The manifest file is encrypted by the AES GCM Stream encryption mechanism, using an encryption key and an
AAD prefix generated by the standard encryption manager. The generation is performed in the driver nodes,
by using a secure random number generator.
The parent manifest list file stores the encryption key, AAD prefix and file length for each manifest file
in the key_metadata field. The manifest list file is encrypted by
the AES GCM Stream encryption mechanism,
using an encryption key and an AAD prefix generated by the standard encryption manager.

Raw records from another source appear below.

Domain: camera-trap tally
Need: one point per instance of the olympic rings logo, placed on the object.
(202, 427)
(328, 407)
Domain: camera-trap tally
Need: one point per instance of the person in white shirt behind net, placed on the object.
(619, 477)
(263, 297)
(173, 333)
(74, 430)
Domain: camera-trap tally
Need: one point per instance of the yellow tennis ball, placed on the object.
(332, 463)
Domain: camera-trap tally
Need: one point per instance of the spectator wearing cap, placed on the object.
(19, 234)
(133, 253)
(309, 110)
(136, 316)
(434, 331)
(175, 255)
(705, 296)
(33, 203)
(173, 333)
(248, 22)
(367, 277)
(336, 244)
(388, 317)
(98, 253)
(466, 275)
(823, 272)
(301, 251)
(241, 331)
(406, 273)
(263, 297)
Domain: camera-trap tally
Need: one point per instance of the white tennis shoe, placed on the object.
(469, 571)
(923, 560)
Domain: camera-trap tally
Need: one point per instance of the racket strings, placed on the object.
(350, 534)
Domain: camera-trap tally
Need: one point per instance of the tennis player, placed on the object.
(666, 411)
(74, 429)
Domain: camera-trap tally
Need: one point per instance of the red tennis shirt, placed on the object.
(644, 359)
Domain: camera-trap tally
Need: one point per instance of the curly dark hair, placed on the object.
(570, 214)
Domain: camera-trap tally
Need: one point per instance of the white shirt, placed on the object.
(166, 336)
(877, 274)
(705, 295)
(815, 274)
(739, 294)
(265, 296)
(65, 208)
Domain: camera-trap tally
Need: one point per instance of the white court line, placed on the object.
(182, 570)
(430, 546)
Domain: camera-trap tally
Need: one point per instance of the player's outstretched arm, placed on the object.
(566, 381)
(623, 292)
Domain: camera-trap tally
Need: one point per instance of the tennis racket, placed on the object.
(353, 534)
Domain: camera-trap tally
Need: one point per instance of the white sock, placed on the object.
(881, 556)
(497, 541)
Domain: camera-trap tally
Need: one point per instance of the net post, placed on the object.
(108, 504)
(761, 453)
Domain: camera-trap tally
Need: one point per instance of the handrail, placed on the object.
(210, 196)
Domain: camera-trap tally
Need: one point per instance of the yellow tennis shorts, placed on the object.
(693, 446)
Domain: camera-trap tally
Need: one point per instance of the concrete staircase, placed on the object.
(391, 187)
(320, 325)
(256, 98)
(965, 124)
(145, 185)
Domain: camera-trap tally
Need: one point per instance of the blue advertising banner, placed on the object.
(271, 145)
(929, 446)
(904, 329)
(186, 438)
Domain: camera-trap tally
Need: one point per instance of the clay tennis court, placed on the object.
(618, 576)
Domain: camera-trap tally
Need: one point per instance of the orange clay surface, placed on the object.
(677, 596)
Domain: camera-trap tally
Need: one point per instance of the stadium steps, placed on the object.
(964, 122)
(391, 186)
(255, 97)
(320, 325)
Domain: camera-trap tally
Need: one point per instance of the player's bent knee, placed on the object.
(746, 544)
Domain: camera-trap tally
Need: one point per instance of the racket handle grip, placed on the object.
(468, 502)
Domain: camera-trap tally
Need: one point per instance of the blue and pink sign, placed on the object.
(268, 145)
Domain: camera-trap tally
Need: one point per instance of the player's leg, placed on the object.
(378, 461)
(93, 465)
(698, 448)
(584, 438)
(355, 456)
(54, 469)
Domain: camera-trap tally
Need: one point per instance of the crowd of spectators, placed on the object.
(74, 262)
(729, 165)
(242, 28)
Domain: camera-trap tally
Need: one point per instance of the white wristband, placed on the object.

The manifest list encryption key, AAD prefix and file length are packed in a key metadata object. This object
is serialized and encrypted with a "key encryption key" (KEK), using the KEK creation timestamp as the AES
GCM AAD. A KEK and its unique KEK_ID are generated by using a secure random number generator. For each
snapshot, the KEK_ID of the encryption key that encrypts the manifest list key metadata is kept in the
key-id field in the table metadata snapshot structure. The encrypted
manifest list key metadata is kept in the encryption-keys list in the table metadata
structure.
The KEK is encrypted by the table master key via the KMS client. The result is kept in the encryption-keys
list in the table metadata structure. The KEK is re-used for a period allowed by the NIST SP 800-57
specification. Then, it is rotated - a new KEK and KEK_ID are generated for encryption of new manifest list
key metadata objects. The new KEK is encrypted by the table master key and stored in the encryption-keys
list in the table metadata structure. The previous KEKs are retained for the existing table snapshots.